After a weak beginning to the new year investors can expect a better February, track record of the budget month indicate. analyst . are however, divided.
In the last 21 years, February has been rewarding on 13 occasions with an average return of 4.65%. The month delivered some of the best monthly returns in the stock market history. February 1992 delivered handsome 32% gain in a month.
The other good years for February performance were 1991 (24% returns), 1996 (16%), 1998 (13%) and 2002 (8%). Stock analysts see a range-bound trade during next month and are unsure if February will retain its shine this year. "The months of January and February are not normal this year as there are other events and issues playing their roles," said DD Sharma, Senior VP, research at Anand Rathi Financial Services.

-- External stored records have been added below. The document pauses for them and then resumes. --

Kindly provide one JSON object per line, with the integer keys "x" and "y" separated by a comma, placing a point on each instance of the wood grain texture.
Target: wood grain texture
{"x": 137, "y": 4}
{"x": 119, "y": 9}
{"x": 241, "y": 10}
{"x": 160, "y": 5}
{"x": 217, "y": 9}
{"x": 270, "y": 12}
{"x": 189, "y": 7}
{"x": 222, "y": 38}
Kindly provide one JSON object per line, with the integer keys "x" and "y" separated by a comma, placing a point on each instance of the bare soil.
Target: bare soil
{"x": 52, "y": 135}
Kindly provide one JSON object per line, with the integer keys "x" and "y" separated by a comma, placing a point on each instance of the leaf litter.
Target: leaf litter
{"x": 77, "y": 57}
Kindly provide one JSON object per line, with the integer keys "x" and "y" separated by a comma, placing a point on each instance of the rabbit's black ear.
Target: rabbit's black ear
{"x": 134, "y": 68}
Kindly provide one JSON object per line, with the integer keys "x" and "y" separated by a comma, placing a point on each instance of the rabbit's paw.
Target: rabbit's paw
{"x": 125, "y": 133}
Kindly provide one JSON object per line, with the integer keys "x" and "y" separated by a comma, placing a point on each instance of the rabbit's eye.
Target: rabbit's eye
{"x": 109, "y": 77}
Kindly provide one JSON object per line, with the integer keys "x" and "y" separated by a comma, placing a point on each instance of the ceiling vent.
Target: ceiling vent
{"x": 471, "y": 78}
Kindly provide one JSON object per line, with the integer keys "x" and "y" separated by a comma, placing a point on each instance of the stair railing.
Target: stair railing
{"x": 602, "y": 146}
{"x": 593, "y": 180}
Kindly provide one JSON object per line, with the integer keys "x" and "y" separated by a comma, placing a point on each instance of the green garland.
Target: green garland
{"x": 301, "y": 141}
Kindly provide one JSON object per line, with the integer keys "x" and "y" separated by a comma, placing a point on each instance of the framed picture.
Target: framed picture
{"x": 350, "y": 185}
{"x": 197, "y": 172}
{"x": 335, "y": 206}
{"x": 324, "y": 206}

"Budget expectations alone may not be enough to drive the market this time," Sharma said adding issues ranging from inflation to political stability will affect the market.

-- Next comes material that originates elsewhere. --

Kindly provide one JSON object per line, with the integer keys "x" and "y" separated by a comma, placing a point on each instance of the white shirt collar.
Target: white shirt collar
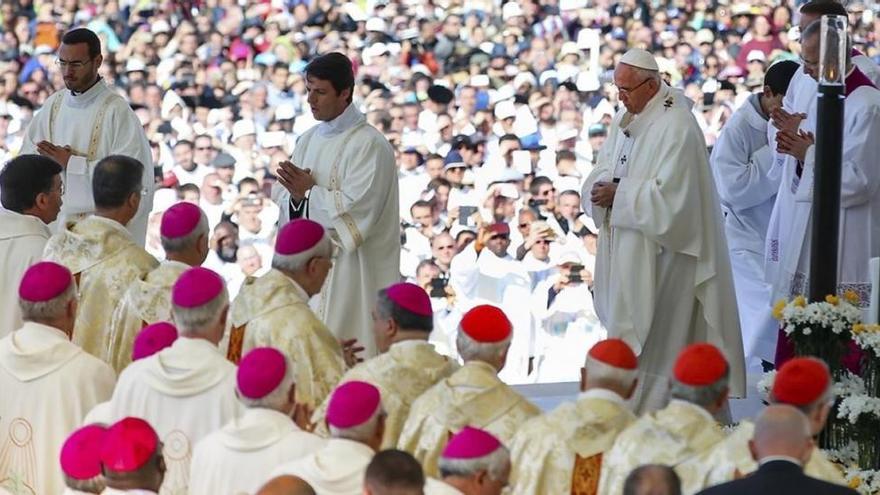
{"x": 603, "y": 394}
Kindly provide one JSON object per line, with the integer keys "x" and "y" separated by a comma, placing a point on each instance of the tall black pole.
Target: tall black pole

On three occasions in the last four years, the returns were subdued, gains during February 2010 being 0.44%. The average performance in the decade was positive with investors gaining on six occasions since 2000.
The worst performances were in 2007 when the returns turned negative at -8.18, 2009 (-5.65%),1995 (-5.45) and 2001 (-1.84).
In the current year, January have given negative returns of 7.3% so far. With just five trading days to go, analysts do not expect the month to close on positive returns. BSE Sensex closed at 19,007 on Friday from the closing level of 20,509 on December 31, 2010. January also saw FIIs selling shares worth Rs 3,500 crore till date after pumping a record 1.3 lakh crore during 2010.
While Mr Sharma predicts high volatility in the market, he expects a Nifty level of 5,400 in an event of negative development on the political front. The Nifty closed at 5,696 on Friday, down by 15 points from its previous close. Global sentiment usually favours emerging markets, but the sentiment was affected this time following positive data from the developed markets. The trend may continue during the coming months, said another analyst.